Wow, sorry to hear about this.
Just following up on my comment and your subsequent question about GV security:
I assume that you've updated your OBis to their latest firmware level. Since none of us have a 508, we can't look for you, but according to this forum's firmware section, the latest build is 4764 from June 2015. The build level and release note information in that section are poorly maintained, so I suggest contacting Obihai about your issue in general, to see if they have any ideas.
Using the 2015 or newer firmware, access to one's Google Voice account no longer stores your Google account password on the device. Instead, during the process of you provisioning GV on an OBi, via the OBiTALK web portal, OBiTALK will use the OAUTH 2.0 protocol to securely request and, with your approval, obtain a secure access token for the Google Chat service used by OBi devices.
I am not a security expert, so I don't know if the attacker is using your GV account(s). I doubt it. But, as we've been discussing, a shotgun, pre-emptive change of all passwords would be a good idea.
If you can, I would delete all of the Google Voice SP configs on your OBi(s).
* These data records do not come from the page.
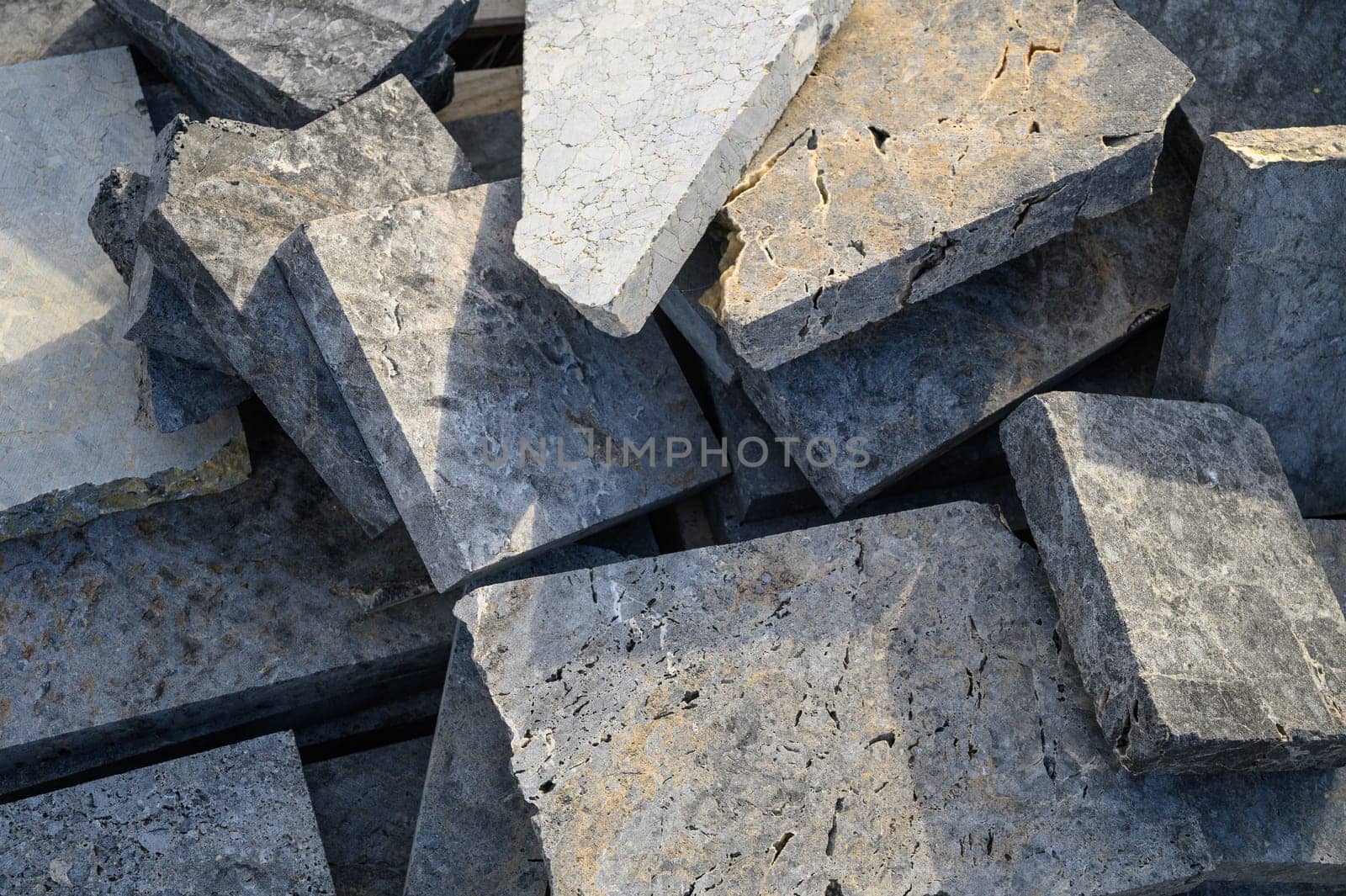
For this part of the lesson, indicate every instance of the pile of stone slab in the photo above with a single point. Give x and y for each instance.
(840, 447)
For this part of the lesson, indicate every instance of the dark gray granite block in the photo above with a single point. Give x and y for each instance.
(215, 241)
(287, 62)
(863, 708)
(453, 354)
(233, 821)
(1204, 626)
(1259, 319)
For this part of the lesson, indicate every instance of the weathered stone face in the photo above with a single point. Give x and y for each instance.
(215, 242)
(865, 707)
(639, 120)
(72, 449)
(287, 63)
(235, 819)
(1259, 321)
(935, 140)
(1204, 626)
(451, 354)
Then, log into your Google accounts and go here:
https://security.google.com/settings/security/permissions?pli=1Find and click on, and then delete, all the permissions that have the tiny OBiTALK logo to the left, e.g. "Google Voice". Delete any permissions for apps you don't use or don't recognize.
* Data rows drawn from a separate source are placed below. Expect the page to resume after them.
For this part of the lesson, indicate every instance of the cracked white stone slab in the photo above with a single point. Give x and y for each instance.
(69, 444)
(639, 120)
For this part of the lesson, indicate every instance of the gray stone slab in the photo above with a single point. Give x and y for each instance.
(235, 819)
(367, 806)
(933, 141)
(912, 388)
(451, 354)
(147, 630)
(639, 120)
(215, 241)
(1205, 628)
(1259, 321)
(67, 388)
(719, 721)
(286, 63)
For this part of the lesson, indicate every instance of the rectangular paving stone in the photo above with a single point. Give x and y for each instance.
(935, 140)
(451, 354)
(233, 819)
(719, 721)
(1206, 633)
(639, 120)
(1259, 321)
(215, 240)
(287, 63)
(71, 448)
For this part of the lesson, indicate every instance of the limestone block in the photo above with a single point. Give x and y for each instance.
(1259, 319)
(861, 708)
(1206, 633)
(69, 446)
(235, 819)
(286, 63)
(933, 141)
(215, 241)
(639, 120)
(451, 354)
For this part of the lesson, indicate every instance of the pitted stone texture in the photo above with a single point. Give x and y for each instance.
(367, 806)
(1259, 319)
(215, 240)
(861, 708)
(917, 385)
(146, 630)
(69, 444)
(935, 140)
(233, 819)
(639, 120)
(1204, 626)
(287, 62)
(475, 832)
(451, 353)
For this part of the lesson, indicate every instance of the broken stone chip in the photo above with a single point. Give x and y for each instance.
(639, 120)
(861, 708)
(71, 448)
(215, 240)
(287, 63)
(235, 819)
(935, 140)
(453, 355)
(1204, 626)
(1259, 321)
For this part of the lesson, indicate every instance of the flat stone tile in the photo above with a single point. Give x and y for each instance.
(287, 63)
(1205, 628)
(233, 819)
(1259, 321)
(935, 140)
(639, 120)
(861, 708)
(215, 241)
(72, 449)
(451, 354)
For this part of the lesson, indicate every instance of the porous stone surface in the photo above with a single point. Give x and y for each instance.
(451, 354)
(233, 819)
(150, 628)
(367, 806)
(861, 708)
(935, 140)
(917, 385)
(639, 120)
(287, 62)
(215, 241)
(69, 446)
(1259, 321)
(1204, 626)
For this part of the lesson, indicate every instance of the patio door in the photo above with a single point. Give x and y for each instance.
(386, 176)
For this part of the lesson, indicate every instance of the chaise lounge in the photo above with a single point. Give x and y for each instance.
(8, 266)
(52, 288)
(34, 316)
This will delete the OAUTH 2.0 permission that had been granted for OBiTALK.
Change your Google account passwords to new, unique (not used on any other website) passwords.
There are also two potentially different passwords for OBi stuff: when you sign into your OBiTALK dashboard account, you either use a user ID and password you created specifically for OBiTALK, or you use your Google account password, again, via OAUTH. Figure out which method you are using, and change the password accordingly. Then, each OBi device has an admin password. If you haven't changed those, do so now.